Ábalos bet that platforms like Uber tax where they earn money

The Minister of Development, José Luis Ábalos, has been convinced that the Uber company is not going to disappear from Spain because its business is not mobility but the digital platforms, which are the future, and has advocated getting them to pay where they operate and earn money.
Ábalos has spoken in these terms at the breakfast "Forum Europe, Mediterranean Tribune" in which he participated this Thursday in Valencia, when asked if he believed that Uber was going to fulfill his threat to stop operating in the country.
"They said that they were going to leave Catalonia and soon returned, they are businesses based on digital platforms, not mobility", and they are going to "continue to exist and that is why they even offer to work for taxi drivers", he added.
In his opinion, digital platforms "is not that they have a future, it is that they are the future", after which he pointed out that "these threats are not valid" and that "some subsidiary issues based on exploitation may stop working, but the platform will continue to operate undoubtedly ".
"What we have to look for is that these platforms, which are a service that does not incorporate value but earn money, tax where they earn it," he added.

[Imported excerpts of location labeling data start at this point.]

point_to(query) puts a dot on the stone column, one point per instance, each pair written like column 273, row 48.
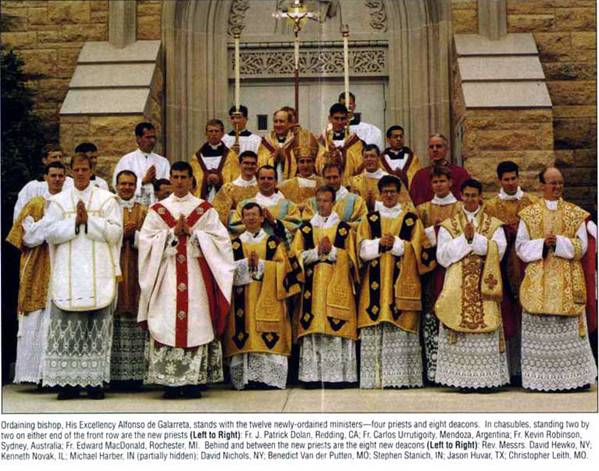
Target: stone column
column 492, row 18
column 121, row 23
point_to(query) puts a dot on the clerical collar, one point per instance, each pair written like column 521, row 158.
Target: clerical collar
column 552, row 204
column 126, row 203
column 83, row 193
column 145, row 154
column 239, row 181
column 342, row 192
column 447, row 199
column 325, row 222
column 387, row 212
column 471, row 215
column 516, row 196
column 253, row 238
column 378, row 173
column 309, row 182
column 395, row 155
column 209, row 150
column 244, row 133
column 271, row 200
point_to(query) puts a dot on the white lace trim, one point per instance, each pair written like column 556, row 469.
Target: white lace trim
column 31, row 343
column 389, row 357
column 328, row 359
column 127, row 359
column 472, row 361
column 78, row 349
column 554, row 356
column 265, row 368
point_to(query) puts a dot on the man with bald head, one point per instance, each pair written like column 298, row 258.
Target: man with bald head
column 551, row 240
column 421, row 190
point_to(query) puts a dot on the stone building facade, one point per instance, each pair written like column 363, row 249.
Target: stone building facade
column 504, row 78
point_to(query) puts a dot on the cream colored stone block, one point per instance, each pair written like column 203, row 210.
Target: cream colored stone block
column 506, row 94
column 20, row 40
column 530, row 23
column 586, row 40
column 465, row 21
column 67, row 61
column 575, row 19
column 105, row 101
column 511, row 44
column 572, row 92
column 500, row 68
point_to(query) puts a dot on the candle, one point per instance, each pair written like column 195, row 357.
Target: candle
column 346, row 64
column 296, row 51
column 237, row 72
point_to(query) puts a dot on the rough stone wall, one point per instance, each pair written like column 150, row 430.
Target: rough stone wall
column 565, row 33
column 149, row 14
column 48, row 35
column 492, row 135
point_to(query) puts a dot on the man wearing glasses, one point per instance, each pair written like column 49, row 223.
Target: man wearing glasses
column 438, row 150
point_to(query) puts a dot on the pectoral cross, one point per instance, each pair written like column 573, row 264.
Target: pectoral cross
column 491, row 281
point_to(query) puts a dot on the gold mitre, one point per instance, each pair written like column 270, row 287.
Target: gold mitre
column 307, row 145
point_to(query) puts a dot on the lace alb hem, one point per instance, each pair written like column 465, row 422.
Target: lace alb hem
column 554, row 356
column 327, row 359
column 170, row 366
column 470, row 360
column 265, row 368
column 389, row 357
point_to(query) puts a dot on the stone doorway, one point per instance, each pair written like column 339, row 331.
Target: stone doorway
column 401, row 43
column 316, row 96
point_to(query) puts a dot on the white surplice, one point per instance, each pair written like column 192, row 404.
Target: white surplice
column 139, row 162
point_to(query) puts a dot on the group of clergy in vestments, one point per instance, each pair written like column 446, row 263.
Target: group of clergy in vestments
column 294, row 258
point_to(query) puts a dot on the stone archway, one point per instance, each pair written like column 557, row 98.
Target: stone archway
column 195, row 48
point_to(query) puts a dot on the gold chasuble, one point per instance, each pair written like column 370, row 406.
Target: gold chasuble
column 554, row 285
column 258, row 322
column 350, row 208
column 35, row 261
column 432, row 214
column 128, row 298
column 229, row 196
column 406, row 174
column 287, row 216
column 349, row 155
column 286, row 165
column 472, row 291
column 227, row 169
column 299, row 189
column 390, row 289
column 328, row 298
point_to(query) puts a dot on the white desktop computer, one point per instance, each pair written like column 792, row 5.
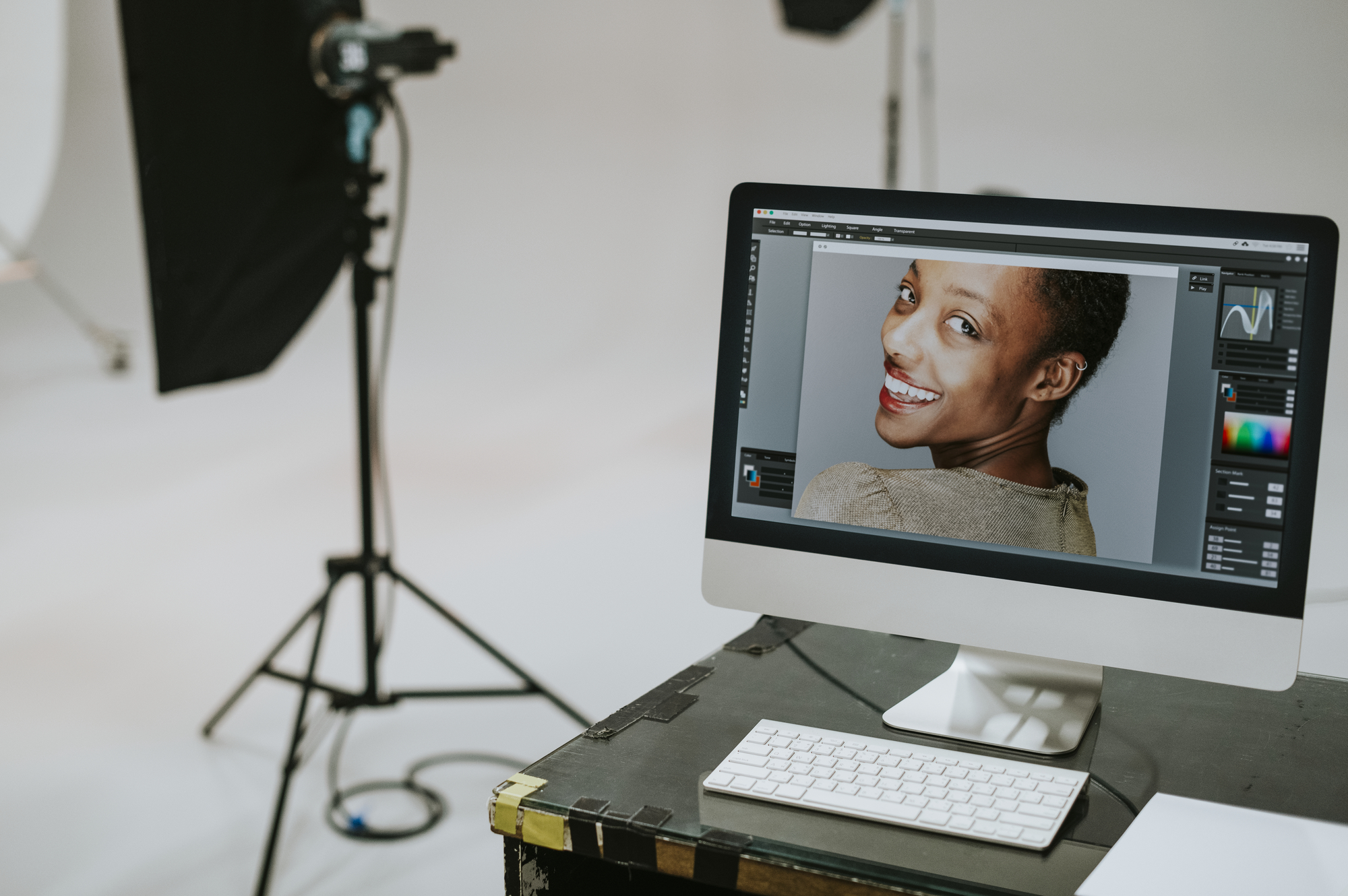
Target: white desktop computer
column 1060, row 435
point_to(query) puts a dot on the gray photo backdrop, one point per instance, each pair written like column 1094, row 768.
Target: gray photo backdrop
column 1110, row 437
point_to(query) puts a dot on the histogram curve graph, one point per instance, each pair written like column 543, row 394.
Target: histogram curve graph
column 1248, row 313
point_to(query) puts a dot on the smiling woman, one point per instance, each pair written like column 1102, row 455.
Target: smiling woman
column 981, row 360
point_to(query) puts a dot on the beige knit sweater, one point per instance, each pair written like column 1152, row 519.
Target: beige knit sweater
column 956, row 503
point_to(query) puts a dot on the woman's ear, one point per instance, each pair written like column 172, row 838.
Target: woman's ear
column 1059, row 377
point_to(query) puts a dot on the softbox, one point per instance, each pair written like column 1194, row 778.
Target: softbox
column 242, row 179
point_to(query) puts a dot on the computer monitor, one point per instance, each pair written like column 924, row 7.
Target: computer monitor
column 1060, row 435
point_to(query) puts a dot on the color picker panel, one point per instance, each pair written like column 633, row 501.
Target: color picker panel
column 1257, row 436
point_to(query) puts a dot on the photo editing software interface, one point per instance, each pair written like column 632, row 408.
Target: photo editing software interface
column 870, row 343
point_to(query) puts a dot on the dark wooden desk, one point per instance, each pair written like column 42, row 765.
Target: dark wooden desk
column 626, row 814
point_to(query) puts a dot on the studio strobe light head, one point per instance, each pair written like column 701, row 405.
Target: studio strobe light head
column 350, row 59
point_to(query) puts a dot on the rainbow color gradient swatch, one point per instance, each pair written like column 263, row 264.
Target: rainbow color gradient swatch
column 1257, row 435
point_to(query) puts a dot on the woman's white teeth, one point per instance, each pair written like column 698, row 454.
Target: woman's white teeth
column 900, row 387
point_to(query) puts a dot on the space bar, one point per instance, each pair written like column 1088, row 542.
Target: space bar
column 862, row 806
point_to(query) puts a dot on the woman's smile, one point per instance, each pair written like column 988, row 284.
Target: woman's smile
column 901, row 395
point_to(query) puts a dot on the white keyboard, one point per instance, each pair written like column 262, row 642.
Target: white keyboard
column 938, row 790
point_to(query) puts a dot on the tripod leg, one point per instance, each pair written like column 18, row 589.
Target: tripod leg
column 276, row 651
column 288, row 770
column 501, row 658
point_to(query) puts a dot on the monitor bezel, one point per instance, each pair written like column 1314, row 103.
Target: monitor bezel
column 1287, row 600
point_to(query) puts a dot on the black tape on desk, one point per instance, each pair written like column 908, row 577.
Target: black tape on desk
column 632, row 839
column 584, row 816
column 769, row 634
column 716, row 860
column 661, row 704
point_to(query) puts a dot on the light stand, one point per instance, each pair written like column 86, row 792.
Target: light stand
column 363, row 115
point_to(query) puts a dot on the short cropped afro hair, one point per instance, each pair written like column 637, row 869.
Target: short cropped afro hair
column 1086, row 311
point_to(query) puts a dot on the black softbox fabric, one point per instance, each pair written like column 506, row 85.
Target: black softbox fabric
column 242, row 179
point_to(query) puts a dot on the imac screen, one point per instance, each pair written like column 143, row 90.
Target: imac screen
column 1095, row 398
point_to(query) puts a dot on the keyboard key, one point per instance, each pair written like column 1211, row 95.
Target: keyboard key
column 1041, row 812
column 737, row 769
column 1029, row 821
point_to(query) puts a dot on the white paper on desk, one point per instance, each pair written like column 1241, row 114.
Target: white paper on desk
column 1190, row 847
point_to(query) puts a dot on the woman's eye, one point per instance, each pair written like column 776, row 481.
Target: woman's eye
column 960, row 325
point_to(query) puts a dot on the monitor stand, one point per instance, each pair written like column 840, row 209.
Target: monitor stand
column 1005, row 700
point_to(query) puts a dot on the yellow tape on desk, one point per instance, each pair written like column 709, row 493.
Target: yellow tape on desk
column 508, row 802
column 544, row 831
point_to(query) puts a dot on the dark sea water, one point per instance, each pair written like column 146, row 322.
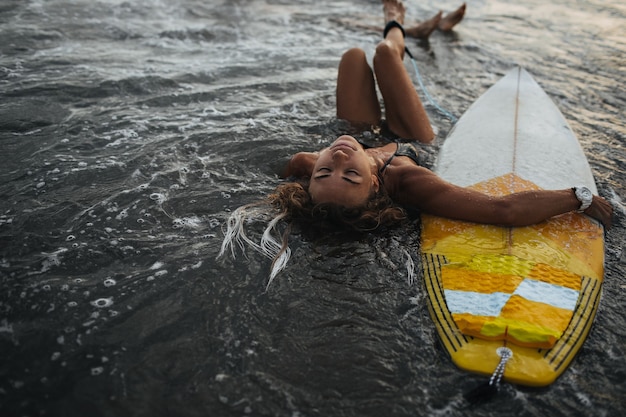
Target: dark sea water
column 130, row 129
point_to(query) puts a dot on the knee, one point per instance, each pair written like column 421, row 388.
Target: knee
column 356, row 55
column 385, row 49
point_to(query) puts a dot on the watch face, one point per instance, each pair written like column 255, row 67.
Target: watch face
column 585, row 196
column 585, row 193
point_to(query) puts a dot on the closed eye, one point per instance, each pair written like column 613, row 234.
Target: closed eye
column 326, row 172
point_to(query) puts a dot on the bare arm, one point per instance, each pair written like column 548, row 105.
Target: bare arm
column 421, row 188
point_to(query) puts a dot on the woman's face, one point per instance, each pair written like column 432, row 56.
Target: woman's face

In addition, he warned of the "contradiction" of the PP, which in the Valencian Community has voted in favor of a decree to regulate the VTC and in Madrid has shown its opposition.
He recalled that if the PP rules again in Spain will repeal the "Ábalos decree", so the Valencian rule "would lack legal support because it would escape the competition of Les Corts Valencianes".
"In the Valencian case, it seems coherent, because they were promoters of the proposal in relation to the taxi and it was good for me, in an appearance in Congress, to show that the PP had a double discourse and it illustrated me a lot," he said.
In this sense, he has celebrated the "Valencian coherence" but lamented that "he coexists with a programmatic offer underlined by the PP of Spain that will repeal the Ábalos decree".
"One of the foundations to criticize the decree is that there was a lot of regulation that generated insecurity", has argued to ask then "the security that generates" this contradiction of the PP.